MARL Cooperative Navigation: Reward Hacking & Phase 1 Solved
Focus: Debugging reward shaping, stabilizing 2-agent learning.
Returns looked healthy (320–350). Success rate stuck at 10–20%. Agents were gaming the shaping, not solving the task.
Classic reward hacking. Agents camped near landmarks to farm dense rewards without coordinating final coverage. High return does not mean task solved.
Experiments & Fixes
All-covered bonus increased (50 → 150)
Short-term bump (~26% success), then regression. Dense shaping still dominated.

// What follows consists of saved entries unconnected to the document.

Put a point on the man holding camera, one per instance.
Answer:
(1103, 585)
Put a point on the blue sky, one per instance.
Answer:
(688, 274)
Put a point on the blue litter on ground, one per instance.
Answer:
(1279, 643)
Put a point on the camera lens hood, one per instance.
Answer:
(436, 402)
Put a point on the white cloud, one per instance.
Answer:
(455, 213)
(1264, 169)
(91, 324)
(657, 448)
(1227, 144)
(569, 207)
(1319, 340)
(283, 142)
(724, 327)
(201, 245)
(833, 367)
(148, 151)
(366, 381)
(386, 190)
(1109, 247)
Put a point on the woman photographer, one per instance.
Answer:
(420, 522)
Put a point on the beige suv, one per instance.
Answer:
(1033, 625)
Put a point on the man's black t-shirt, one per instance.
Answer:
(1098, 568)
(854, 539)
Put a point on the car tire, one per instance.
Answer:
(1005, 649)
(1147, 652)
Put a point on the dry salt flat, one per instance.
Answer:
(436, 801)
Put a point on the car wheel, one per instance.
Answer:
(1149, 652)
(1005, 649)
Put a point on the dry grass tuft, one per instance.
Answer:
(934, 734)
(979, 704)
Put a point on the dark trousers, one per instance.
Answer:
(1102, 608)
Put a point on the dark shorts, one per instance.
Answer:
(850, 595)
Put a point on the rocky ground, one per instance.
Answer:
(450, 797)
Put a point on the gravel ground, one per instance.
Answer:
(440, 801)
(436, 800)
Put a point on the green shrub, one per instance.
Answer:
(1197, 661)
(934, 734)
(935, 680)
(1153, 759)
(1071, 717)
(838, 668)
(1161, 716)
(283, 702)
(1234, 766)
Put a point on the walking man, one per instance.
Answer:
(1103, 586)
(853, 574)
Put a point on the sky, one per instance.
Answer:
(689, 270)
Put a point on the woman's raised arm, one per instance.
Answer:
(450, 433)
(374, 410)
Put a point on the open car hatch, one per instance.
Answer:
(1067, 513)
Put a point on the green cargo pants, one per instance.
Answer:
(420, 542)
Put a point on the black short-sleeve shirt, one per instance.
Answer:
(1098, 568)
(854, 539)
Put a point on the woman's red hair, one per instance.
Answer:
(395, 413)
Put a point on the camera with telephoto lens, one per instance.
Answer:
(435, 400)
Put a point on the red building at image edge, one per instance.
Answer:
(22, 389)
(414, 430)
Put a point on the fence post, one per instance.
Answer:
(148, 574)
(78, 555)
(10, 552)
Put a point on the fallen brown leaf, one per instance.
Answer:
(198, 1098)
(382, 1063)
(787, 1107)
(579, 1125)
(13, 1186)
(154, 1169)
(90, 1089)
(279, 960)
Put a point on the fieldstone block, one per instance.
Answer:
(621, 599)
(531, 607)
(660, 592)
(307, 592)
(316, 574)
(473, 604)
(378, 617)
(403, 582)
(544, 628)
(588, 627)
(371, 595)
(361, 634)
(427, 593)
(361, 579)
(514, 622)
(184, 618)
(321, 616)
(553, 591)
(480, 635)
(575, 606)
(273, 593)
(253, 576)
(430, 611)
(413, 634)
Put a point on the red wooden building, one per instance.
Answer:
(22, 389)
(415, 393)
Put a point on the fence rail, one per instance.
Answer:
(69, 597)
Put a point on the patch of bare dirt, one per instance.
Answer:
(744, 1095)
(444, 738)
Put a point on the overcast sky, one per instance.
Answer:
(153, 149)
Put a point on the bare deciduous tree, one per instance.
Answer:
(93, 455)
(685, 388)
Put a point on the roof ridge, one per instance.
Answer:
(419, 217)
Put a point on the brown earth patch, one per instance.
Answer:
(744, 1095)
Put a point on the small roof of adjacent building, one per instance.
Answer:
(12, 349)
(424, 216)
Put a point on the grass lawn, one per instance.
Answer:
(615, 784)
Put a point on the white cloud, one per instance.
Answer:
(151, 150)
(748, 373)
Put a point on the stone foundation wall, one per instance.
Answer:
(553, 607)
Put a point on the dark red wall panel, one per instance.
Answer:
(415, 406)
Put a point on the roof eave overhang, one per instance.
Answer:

Hold reward reduced (0.2 → 0.05)
Returns stayed high, success stayed low. Still gaming distance shaping.
Distance shaping bug fix (critical)
# Before (buggy)
if not lm.covered or lm.covered_by == agent.id
# After (correct)
if not lm.covered
Agents were getting distance reward for landmarks they were already covering.
Minimal symmetry breaking
Added agent_id / (N-1) scalar to observations. obs_dim: 4 → 5. Enables role differentiation without central control.
Global Minimum Distance shaping (breakthrough)
For each landmark, compute distance to closest agent. Shared reward = -sum(distances) / N. Removes reward cliffs when landmarks flip covered/uncovered.
Collision penalty enabled (-1.0)
Collisions dropped from ~17 to <1 per episode. Movement became deliberate.
Final Phase 1 Config
- Global Min Distance shaping
- One-time coverage reward (+10)
- Collision penalty (-1.0)
- No dense hold reward
- Agent identity enabled
Result: Phase 1 solved. Return ~326, collisions ~0.6, clean splits.
Lesson: High returns with low success means your reward is lying to you.